State Department Begins to Deny Passports to Tax Debtorsby Daniel McCarthy
After more than two years of warnings, travelers officially may have their plans put in jeopardy if they owe back taxes.
According to recent reports, the U.S. State Department began revoking passports in February, or denying renewals, to people who owe more than $51,000 in delinquent taxes. Notices have already been sent out to a number of tax debtors, and the entire list of 362,000 will be notified in writing by the State Department by the end of 2018.
“If you have seriously delinquent tax debt, IRC § 7345 authorizes the IRS to certify that debt to the State Department for action. The State Department generally will not issue a passport to you after receiving certification from the IRS,” the IRS website reads.
More than $11 million in back taxes had already been collected by the end of June and 1,400 people have already entered into payment agreements with the IRS.
There are exemptions for American citizens living overseas — the State Department said it will not prevent citizens from traveling back to the U.S. because of back taxes, but it may impact travel once they arrive in the country.

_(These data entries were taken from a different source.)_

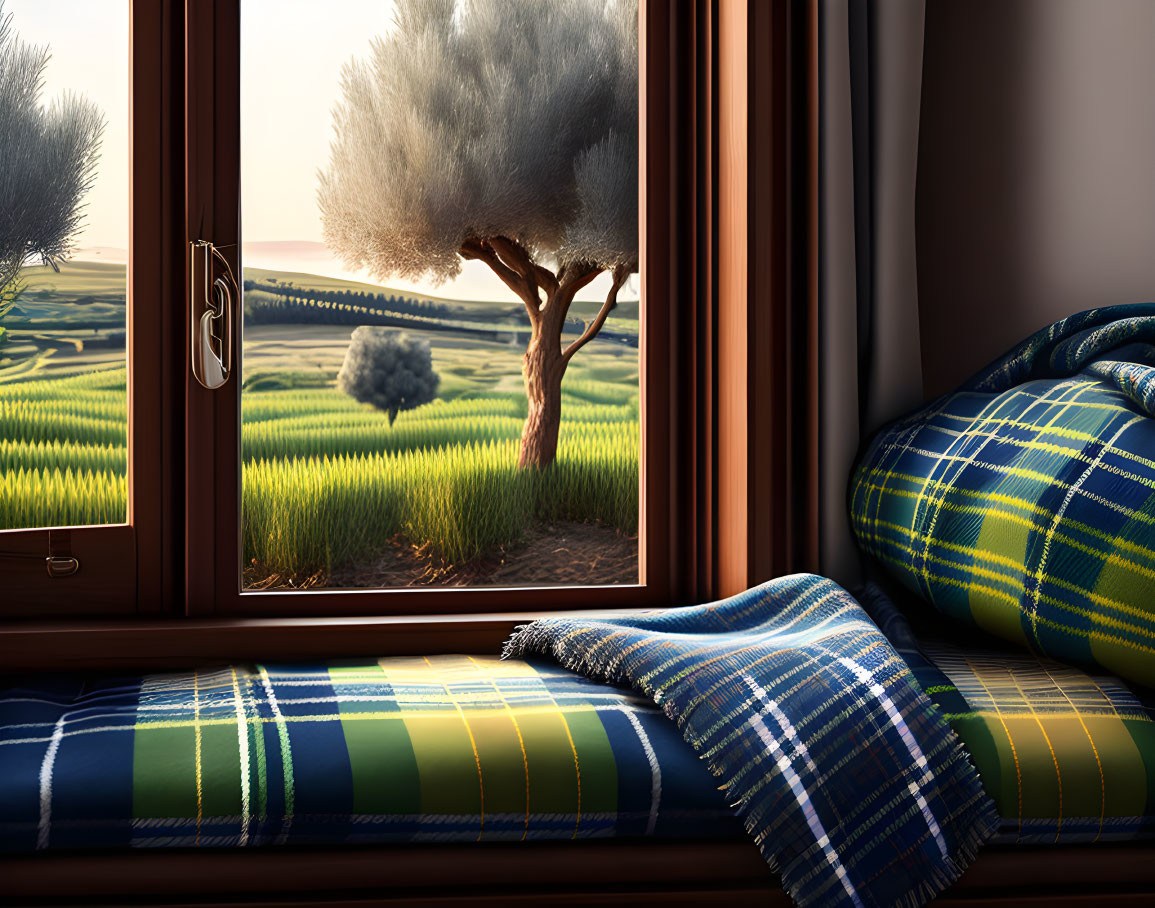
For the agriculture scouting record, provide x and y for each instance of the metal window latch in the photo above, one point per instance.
(211, 313)
(59, 562)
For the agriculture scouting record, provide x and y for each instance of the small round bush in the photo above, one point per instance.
(389, 370)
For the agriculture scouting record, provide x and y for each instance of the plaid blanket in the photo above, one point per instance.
(848, 779)
(400, 750)
(1068, 757)
(1025, 504)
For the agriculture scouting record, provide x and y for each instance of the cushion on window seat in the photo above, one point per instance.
(1025, 503)
(438, 749)
(468, 748)
(1068, 757)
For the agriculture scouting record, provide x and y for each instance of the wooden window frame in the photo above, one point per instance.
(735, 504)
(126, 568)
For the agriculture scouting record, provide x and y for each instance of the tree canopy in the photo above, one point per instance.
(477, 119)
(47, 161)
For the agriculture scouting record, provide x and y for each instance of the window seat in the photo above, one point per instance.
(399, 750)
(134, 788)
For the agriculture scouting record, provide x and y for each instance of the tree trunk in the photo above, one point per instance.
(543, 371)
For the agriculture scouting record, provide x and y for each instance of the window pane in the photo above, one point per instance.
(440, 336)
(64, 253)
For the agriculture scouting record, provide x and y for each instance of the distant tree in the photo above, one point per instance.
(389, 370)
(47, 163)
(503, 132)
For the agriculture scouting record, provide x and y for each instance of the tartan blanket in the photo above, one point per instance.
(1025, 504)
(397, 750)
(1067, 757)
(849, 780)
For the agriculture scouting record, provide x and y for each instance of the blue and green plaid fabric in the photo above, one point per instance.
(1067, 756)
(396, 750)
(1025, 504)
(849, 780)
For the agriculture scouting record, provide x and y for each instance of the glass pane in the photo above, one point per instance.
(64, 253)
(438, 202)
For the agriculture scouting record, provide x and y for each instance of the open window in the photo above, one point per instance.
(83, 253)
(451, 348)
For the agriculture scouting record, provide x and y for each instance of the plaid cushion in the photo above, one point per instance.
(1067, 756)
(438, 749)
(1025, 504)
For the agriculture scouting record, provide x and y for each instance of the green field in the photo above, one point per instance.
(326, 481)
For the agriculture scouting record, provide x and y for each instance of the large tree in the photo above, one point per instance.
(505, 132)
(47, 163)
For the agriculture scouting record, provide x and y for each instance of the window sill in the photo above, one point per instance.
(119, 644)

There are also exemptions for those people who owe taxes because of a tax-related identity thief, those who reside in a federal disaster area, those who are in bankruptcy, and those who are already in negotiation with the IRS.
Debtors will have 90 days to make full payments, or resolve any problems, before the State Department will deny a passport application.
The reports comes three years after the Fixing America’s Surface Transportation Act (FAST Act), was signed into law, giving the U.S. State Department permission to deny passport renewals or revoke them outright.